Depression and the artistic process
I have always been interested in the symptoms of depression and how this condition affects artists and other visionary thinkers differently than the general population. I read an interesting article this morning about President Barack Obama's ambitious $100 million brain mapping project. This article, “To Crack the Code of the Human Brain, A Quest for Visionaries,” explores that quest and motivates me to return to notes on visionary thinking that I have collected over the past few decades. Particularly notes I had collected about visionaries who also suffered from symptoms of depression. The best books for depression...

Depression and the artistic process
I have always been interested in the symptoms of depression and how this condition affects artists and other visionary thinkers differently than the general population. I read an interesting article this morning about President Barack Obama's ambitious $100 million brain mapping project. This article, “To Crack the Code of the Human Brain, A Quest for Visionaries,” explores that quest and motivates me to return to notes on visionary thinking that I have collected over the past few decades. Particularly notes I had collected about visionaries who also suffered from symptoms of depression.
The best books for depression usually explore the relationship between highly creative people such as artists of all kinds, while examining exactly what a visionary is. In my way of thinking, a visionary is an individual with clarity of thought, a passion for a well-defined experience, and a foresight about how that passion can manifest itself. This is a very different mindset than the process one has. Who is satisfied with just having goals? A vision often arises when a person combines a natural curiosity with a sense of deep introspection. Over time, this develops into a passion whose scope is so great that it can be described as nothing less than a “transcendental vision”.
You can probably recognize a visionary the first time you meet them. Over time you realize that he is different from the normal person. He may seem particularly intense in conversation, but not in a negative way. He's not the type of guy prone to light cocktail party conversation or chatting about the weather. Of course, this is all a generalization. Visionaries are unique to themselves and tend to express who they are in different and often unusual ways. Because they are always unsure of what normal reality is, the visionary is a focused and experienced visionary is a force of nature. What he can do is change the external landscape, bring large groups of people into his vision, and harness and leverage formerly dormant resources toward that vision. He is able to change minds and influence society in ways that the most skilled futurists, economists and influence traders could effectively do.
Why do visionaries need to develop strategies to deal with depression? For one thing, they don't fit into ordinary situations. How do ordinary people react when they hear a visionary describe his ideas? It's like talking to an artist; It is not always easy to follow the stream of thoughts of a visionary, and yet you understand that something unique and interesting is being presented. One reason for this is that a visionary artist or a highly creative person often tends to speak of an ideal that seems completely unrealistic. Imagine speaking to the Wright brothers – two bicycle manufacturers – a year before their flight on Kitty Hawk in 1903. Imagine speaking to Gandhi or the inventors of the personal computer, the telegraph, the telephone, the ballpoint pen or robotic surgery before them as visions took shape.
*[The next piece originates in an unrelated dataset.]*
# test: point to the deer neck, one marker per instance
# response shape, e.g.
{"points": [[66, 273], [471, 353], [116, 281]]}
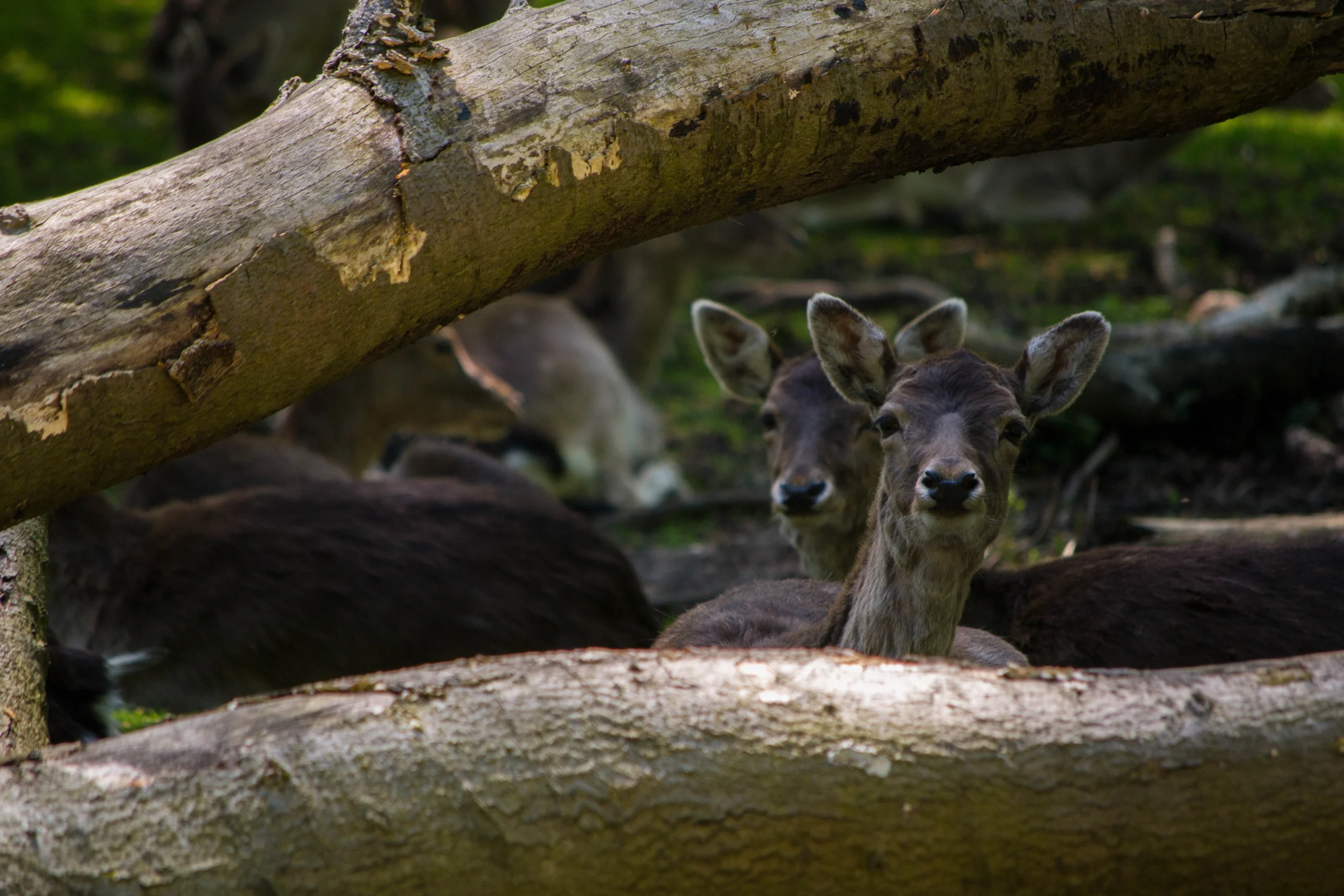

Even when a vision seems unrealistic, do these visionaries continue to work to make their ideas a reality? The perception that a vision is unrealistic does not negate the fact that there is joy in having the intention to achieve and experience that ideal. Often it is the hunger, the desire, the joy and the intention that ultimately makes the vision come true.
Having a brilliant idea does not automatically make a person a visionary. But having an idea can open the door to the visionary process. Obviously, the term visionary can mean different things to different people. I have a personal interest in the idea of conservation and balance when studying great visionaries, artists and inventors, and this relates to my interest in healing depression naturally. There is a dark seduction to being a self-destructive mad genius, but I'm more interested in what I like to call a balanced visionary. This is the person who is mentally clear and emotionally balanced. Such a person must be committed, feel secure in themselves, and feel secure with those who are committed to working with them to achieve a vision, including partners and members of their support system.